C48/80 activated pERK depends on G_αi, G_αq, and Ca++, while pAKT exclusively requires the action of G_αi only. Cultured skin-derived MCs were pretreated with PTX (200 ng/mL), YM-254890 (10 µM), 2-APB (100 µM), or no inhibitor (w/o Inh) then stimulated with c48/80 (10 µg/mL) for 1 min. Cells receiving no inhibitor or stimulus were the negative control (w/o stim). (A–C) Phosphorylation signals detected consecutively on the same membranes for ERK1/2, p38 and AKT, quantified and normalized to cyclophilin B as described in methods.
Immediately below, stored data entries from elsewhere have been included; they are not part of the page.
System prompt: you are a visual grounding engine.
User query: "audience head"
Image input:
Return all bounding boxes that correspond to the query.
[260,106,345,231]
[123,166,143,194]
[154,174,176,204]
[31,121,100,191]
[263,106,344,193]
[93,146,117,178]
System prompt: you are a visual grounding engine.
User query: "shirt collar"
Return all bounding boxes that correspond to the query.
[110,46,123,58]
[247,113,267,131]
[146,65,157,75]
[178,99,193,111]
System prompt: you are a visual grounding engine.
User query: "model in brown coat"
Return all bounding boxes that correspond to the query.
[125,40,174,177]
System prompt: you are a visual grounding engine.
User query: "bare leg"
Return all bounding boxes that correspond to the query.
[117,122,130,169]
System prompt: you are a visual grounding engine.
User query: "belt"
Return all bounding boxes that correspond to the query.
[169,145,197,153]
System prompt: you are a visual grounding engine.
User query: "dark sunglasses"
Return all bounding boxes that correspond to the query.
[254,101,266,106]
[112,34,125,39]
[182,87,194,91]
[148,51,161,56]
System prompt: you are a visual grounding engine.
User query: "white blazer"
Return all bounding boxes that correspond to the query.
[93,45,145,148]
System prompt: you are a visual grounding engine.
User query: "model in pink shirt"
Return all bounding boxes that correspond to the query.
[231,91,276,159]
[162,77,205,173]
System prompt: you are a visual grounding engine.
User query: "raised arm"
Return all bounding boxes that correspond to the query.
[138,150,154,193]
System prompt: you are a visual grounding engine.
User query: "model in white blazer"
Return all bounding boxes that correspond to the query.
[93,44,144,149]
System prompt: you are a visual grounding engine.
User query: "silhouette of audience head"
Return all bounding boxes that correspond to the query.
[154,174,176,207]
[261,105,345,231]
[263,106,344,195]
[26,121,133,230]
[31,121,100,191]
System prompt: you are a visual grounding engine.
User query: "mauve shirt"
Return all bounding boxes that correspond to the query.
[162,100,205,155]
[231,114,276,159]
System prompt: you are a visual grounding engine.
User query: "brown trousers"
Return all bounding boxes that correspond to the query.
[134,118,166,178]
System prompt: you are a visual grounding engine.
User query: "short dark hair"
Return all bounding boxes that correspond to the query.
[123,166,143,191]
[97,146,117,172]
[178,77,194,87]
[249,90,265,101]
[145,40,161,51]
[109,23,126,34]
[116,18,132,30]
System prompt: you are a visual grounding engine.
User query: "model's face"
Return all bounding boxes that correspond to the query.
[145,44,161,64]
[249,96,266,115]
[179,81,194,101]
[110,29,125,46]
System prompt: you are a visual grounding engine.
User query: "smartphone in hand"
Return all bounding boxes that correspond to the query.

Mean ± SEM of 10–15 independent experiments (individual cultures). * p < 0.05, ** p < 0.01, *** p < 0.001, **** p < 0.0001. (D–F) Representative blots of A–C.

Figure 4

Interconnections between early and later signals induced by SP are comparable to those elicited by c48/80. MCs were pretreated with inhibitors, as shown in Figure 3, then stimulated with SP (30 µM) for 1 min. (A–C) Signals of pERK1/2, pp38 and pAKT were quantified and normalized to cyclophilin B as described in methods. (D–F) Representative blots of A–C. Data shown are Mean ± SEM of 11–13 independent experiments. * p < 0.05, ** p < 0.01, *** p < 0.001, **** p < 0.0001.

Figure 5

Ca++ channel inhibition boosts AKT activation downstream of IgER-CL. MCs were pretreated with inhibitors, as described in Figure 3, then stimulated for 30 min with AER-37 (0.1 µg/mL) for FcεRI-aggregation. (A–C) Signals of pERK1/2, pp38 and pAKT were quantified and normalized to cyclophilin B as described in methods. (D–F) Representative blots of A–C. n = 10–13, Mean ± SEM. * p < 0.05, *** p < 0.001, **** p < 0.0001.